The national urban survey unemployment rate fell from 5.9 % in May to 5.5 % in June, but the population survey rate of population 16 to 24 climbed from 18.4 % to a new high of 19.3 %, highlighting the severe employment situation of fresh graduates.Essence
Fu Linghui admits that affected by risk risk of world economic stagflation, increased external uncertainty factors, and the impact of domestic epidemic conditions, the difficulty of China's economic growth is increasing.It is expected that there is a challenge to maintain the steady economic growth "still to work hard."
It is expected that new stimulus measures will be announced soon
Economists surveyed by Bloomberg predict that China's GDP growth throughout the year is only slightly higher than 4 %.Goldman Sachs even reduced the annual growth rate to 3.3 %.If the Chinese economy cannot reach about 5.5 % of the growth target set up at the beginning of the year, it will be the first time since 1998.At the same time, the Chinese economy was also impacted by the Asian financial crisis and domestic floods, which increased by 7.8 % throughout the year, slightly lower than 8 %.Another special case is that the official growth goal was set when the epidemic outbreak was outbreak in 2020.
Xie Dongming, director of the Research Director of the Greater China of Overseas Chinese, predicted during an interview with Lianhe Zaobao that China's economic growth this year was 4.5 % to 5 %.He said that the Politburo meeting held at the end of the month is particularly worthy of attention, and the meeting will guide the direction of economic policy in the second half of the year.
Xie Dongming predicts that a new round of economic stimulus will be announced shortly after the decision -making level, including the issuance of special government bonds, or putting local debt in advance to transform the local fiscal blood that is almost emptied by epidemic prevention.However, whether the Chinese property market can get out of the trough in the second half of the year, whether the foreign trade can maintain strong growth still needs to be observed.
The total import and export of China maintained a strong growth of 9.4 % in the first half of the year.The former deputy minister of the Ministry of Commerce Wei Jianguo optimistic that the import and export of imports and exports in the third and fourth quarters will achieve double -digit growth, driving the annual GDP growth rate of 5.5 % or even 6 %.
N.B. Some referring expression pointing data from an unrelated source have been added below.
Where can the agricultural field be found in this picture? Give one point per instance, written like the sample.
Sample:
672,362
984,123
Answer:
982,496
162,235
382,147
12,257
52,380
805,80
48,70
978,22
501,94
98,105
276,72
Chen Bo, dean of Wuhan Optics Valley Free Trade Research Institute, said in an interview that foreign trade is the main driving force for positive growth in the second quarter of economic maintenance, but with the increase in global inflation, many major economies are facing "The risk of hard landing may lead to decline in external demand.Therefore, in the second half of the year, the economy depends mainly on domestic demand, and the government must increase economic stimulus.
In addition, whether the existing dynamic zero -zero policy can cope with the continuously enhanced coronary strain, it will also have economic trends in the second half of the year.Chen Bo pointed out that this year's blocking control has caused tremendous pressure on the service industry. "" Whether this industry that absorbs a large number of labor power can continue to recover under the dynamic clearing policy, not only related to economic growth, but also deciding whether the unemployment rate continues to climb or touch the touches.Fall. "
A spokesman for the National Bureau of Statistics Fu Linghui admitted that the difficulty of China's economic growth has reached potential levels. This year, the annual economic growth expectations have been challenged, and the economic growth of the economic growth is "still working hard."